Im August erschien dann eine Besprechung in der eher unbekannten Zeitschrift "Lazarus" und im November in der Schweizer Zeitschrift "Gegenwart", die sogar mit einem Hinweis an alle deutschen Waldorfschulen geschickt wurde. Reaktionen darauf sind mir bisher nicht bekannt – außer ein völlig verständnisloser, mich und Frau Mosmuller beschimpfender Brief aus der Leitung der Akademie für anthroposophische Pädagogik in Dornach...

Im August ging meine eigene Webseite zum Wesen der Pädagogik online. Hier gehe ich in vielen Aufsätzen auf die grundlegenden, brennenden Fragen ein, zum Beispiel: "1919-2009 – wo steht die Waldorfschule heute?""Waldorfpädagogik – eine Gesinnungspädagogik", "Der Weg in die Welt und zum wahren Selbst – für die Kinder, für den Lehrer". Vor allem aber widerlege ich auch die zahlreichen Einwände, die mir gegen "Eine Klasse voller Engel" begegnet sind: "Entgegnung auf die haltlosen Einwände", "Vom rechten Verständnis""Weltfremde Ideale?!"

Die entscheidende Zukunftsfrage wird sein: Wie wird dieses Buch von einzelnen Menschen aufgegriffen werden? Wann wird man sich mit dessen Entwurf für eine völlig neue Lehrerbildung auseinandersetzen?
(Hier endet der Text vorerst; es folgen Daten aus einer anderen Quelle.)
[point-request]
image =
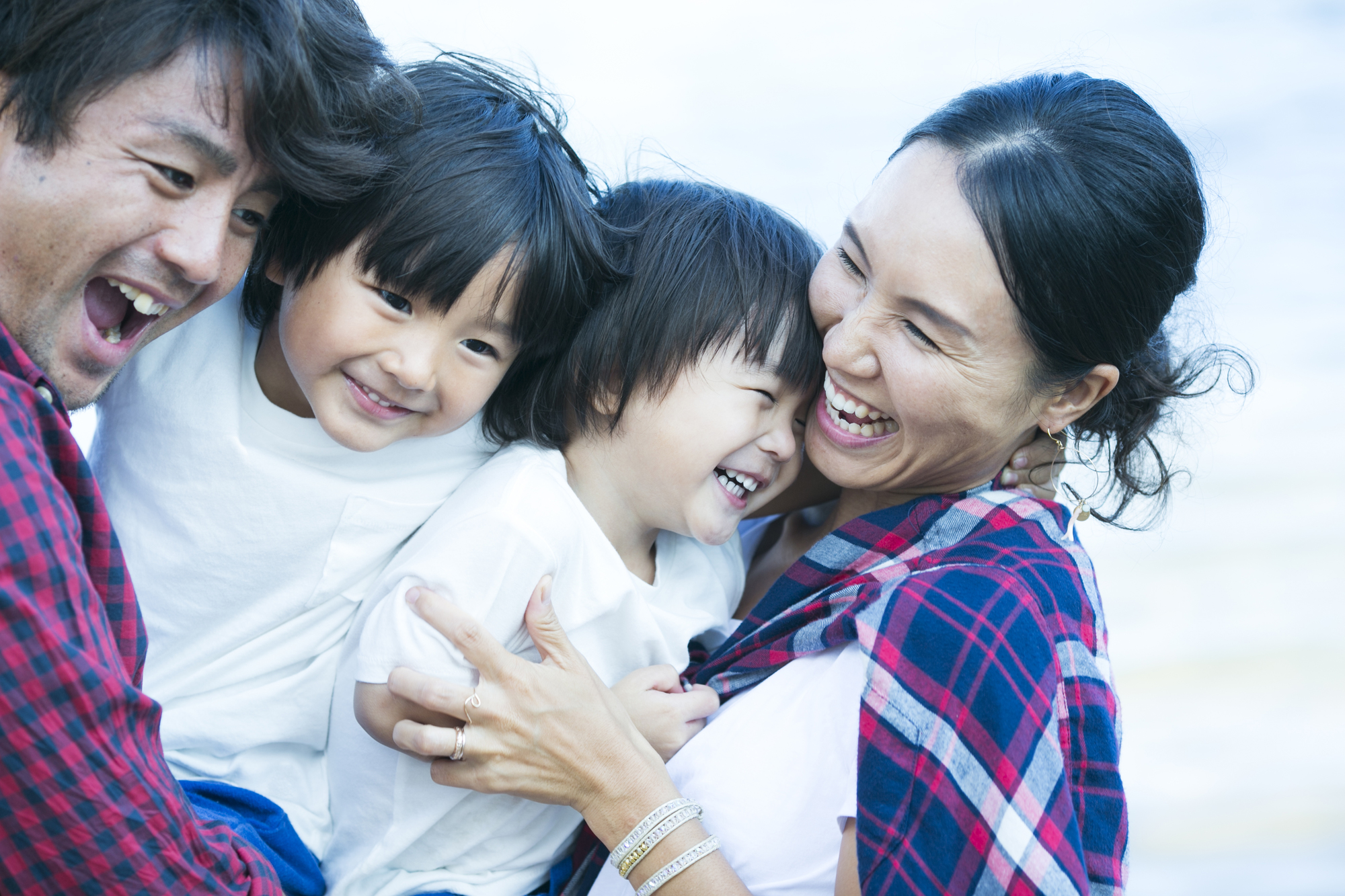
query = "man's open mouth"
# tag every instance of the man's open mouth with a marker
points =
(120, 311)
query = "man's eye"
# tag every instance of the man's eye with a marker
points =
(481, 348)
(177, 178)
(396, 302)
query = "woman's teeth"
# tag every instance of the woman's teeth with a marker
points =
(855, 416)
(736, 483)
(143, 302)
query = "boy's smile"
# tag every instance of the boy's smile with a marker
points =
(722, 443)
(376, 368)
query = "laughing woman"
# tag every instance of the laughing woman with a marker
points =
(922, 701)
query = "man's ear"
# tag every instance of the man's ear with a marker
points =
(1078, 400)
(275, 274)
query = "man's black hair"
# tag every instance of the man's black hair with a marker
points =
(311, 73)
(703, 270)
(478, 169)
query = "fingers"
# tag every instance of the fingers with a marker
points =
(424, 740)
(699, 702)
(479, 647)
(543, 624)
(432, 693)
(662, 678)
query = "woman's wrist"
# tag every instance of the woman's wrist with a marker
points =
(626, 797)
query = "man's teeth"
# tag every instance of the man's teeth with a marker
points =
(143, 302)
(839, 403)
(738, 483)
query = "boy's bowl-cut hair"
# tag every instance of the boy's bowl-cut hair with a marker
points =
(477, 167)
(313, 76)
(703, 270)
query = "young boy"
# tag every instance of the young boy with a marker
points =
(677, 411)
(264, 463)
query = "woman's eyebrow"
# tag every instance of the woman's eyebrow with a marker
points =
(937, 317)
(848, 229)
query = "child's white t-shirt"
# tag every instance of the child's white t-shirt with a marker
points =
(251, 538)
(512, 522)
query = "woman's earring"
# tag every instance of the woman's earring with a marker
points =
(1081, 513)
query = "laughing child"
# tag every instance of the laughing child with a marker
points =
(264, 463)
(676, 412)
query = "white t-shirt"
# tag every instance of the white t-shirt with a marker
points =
(512, 522)
(775, 772)
(251, 537)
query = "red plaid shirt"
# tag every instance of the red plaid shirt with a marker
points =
(989, 731)
(87, 801)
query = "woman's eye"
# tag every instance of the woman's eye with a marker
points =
(251, 218)
(848, 263)
(396, 302)
(177, 178)
(919, 334)
(481, 348)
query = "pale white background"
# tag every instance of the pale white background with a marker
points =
(1227, 619)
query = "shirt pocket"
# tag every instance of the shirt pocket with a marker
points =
(368, 534)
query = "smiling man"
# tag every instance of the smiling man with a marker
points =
(143, 143)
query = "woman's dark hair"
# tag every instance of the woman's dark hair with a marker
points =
(313, 76)
(1096, 214)
(701, 270)
(477, 167)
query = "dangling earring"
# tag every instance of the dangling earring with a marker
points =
(1081, 513)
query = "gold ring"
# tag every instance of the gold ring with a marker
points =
(461, 747)
(471, 701)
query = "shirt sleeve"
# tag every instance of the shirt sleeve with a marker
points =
(488, 564)
(962, 779)
(87, 798)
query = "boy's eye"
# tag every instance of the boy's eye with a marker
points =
(180, 179)
(481, 348)
(396, 302)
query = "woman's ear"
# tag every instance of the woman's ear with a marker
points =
(275, 274)
(1077, 401)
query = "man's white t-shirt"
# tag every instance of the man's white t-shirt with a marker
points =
(775, 772)
(251, 537)
(512, 522)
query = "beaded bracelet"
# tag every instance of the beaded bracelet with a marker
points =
(621, 850)
(653, 838)
(680, 865)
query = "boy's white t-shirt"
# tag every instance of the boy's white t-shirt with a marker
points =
(512, 522)
(251, 537)
(775, 772)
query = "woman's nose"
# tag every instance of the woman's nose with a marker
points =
(847, 345)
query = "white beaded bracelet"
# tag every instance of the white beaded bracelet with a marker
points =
(680, 865)
(652, 840)
(621, 850)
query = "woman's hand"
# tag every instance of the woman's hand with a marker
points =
(1035, 469)
(551, 732)
(664, 713)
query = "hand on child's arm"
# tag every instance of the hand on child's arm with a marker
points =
(666, 715)
(379, 710)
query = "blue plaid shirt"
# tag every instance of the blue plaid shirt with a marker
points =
(989, 735)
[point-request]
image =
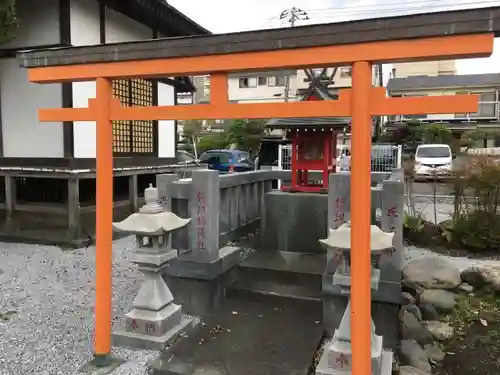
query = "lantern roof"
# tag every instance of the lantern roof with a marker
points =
(152, 219)
(315, 92)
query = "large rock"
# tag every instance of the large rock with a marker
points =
(442, 300)
(481, 276)
(432, 273)
(412, 329)
(408, 370)
(434, 352)
(440, 331)
(413, 309)
(412, 354)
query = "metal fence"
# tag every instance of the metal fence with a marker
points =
(385, 158)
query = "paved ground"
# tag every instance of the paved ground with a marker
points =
(251, 338)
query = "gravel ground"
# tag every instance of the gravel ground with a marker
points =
(414, 252)
(46, 301)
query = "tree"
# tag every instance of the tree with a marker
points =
(246, 134)
(437, 133)
(213, 141)
(8, 20)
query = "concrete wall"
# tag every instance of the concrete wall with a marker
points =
(85, 30)
(231, 204)
(23, 135)
(424, 68)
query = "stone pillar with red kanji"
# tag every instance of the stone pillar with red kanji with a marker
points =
(204, 230)
(391, 263)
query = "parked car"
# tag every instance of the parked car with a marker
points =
(433, 161)
(228, 161)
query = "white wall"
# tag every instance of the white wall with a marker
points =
(85, 30)
(122, 29)
(166, 129)
(39, 24)
(23, 134)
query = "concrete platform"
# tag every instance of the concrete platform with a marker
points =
(249, 338)
(294, 222)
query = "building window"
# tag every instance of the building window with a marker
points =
(278, 80)
(346, 72)
(488, 106)
(248, 82)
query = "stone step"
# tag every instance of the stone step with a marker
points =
(279, 274)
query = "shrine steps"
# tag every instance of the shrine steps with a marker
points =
(277, 274)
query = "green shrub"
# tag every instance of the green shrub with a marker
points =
(476, 219)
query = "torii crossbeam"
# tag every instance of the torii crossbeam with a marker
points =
(361, 103)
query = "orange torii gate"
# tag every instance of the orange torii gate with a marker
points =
(361, 103)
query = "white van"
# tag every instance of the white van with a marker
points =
(433, 161)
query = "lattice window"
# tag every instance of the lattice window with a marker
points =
(133, 137)
(142, 131)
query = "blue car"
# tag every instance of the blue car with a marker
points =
(228, 161)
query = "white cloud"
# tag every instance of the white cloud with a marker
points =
(222, 16)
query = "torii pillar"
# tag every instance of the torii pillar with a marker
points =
(361, 103)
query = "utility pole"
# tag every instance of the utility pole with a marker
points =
(292, 15)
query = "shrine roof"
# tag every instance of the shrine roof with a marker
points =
(309, 122)
(458, 22)
(322, 93)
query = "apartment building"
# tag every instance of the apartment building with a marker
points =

Wann wird man überhaupt verstehen, was in diesem Buch gesagt wurde?

Das ist überhaupt das Erschütterndste, was einem im Zusammenhang mit diesem Buch begegnet: Durch die neue Webseite bin ich mit vielen Menschen ins Gespräch gekommen. Menschen, von denen ich es am wenigsten erwartet hätte, begegneten dem Buch voller Unverständnis, ja Feindschaft! Das Feindselige, was der Autorin unterstellt wird, begegnet einem in den Reaktionen... Man fühlt sich offenbar an einem sehr wunden Punkt getroffen, das ist deutlich. Man hat Angst um das Außenbild der Waldorfpädagogik, auch um das eigene Selbstbild. Aber versteht man auch nur ansatzweise, worauf die Autorin hinweisen will? Einen solchen Willen zum Verständnis habe ich bei all diesen verständnislosen Reaktionen nicht erleben können. Dabei geht es um die zentrale Frage in Bezug auf die Zukunft der Waldorfpädagogik.

Aber es gibt auch andere Reaktionen – Menschen, die tief berührt sind, die zum ersten Mal das wirkliche Wesen der Waldorfpädagogik erahnen, ja erleben. Menschen, die das in diesem Buch Beschriebene am liebsten sofort aufgreifen würden – oder aber nach einem Ort suchen, wo dies aufgegriffen wird. Menschen, die das Buch aus vollem Herzen bejahen, auch die Kritik bejahen, die eigentlich keine Kritik, sondern eine Diagnose ist – und die von vielen anderen Menschen in ganz ähnlicher Weise empfunden wird.

Dies macht dann doch wieder Hoffnung, dass aus einer Gesinnung der Wahrhaftigkeit heraus Schwächen, Fehler und Versäumnisse klar gesehen und anerkannt werden und daraus eine Kraft und ein Wille entsteht, das Zentrum und die Grundlage der Waldorfpädagogik wieder ins Zentrum zu rücken: die entschlossene Selbsterziehung und die spirituelle Arbeit und Entwicklung. Ohne dass diese Arbeit mit aller Kraft verfolgt wird, kann es für die Waldorfbewegung keine Zukunft geben.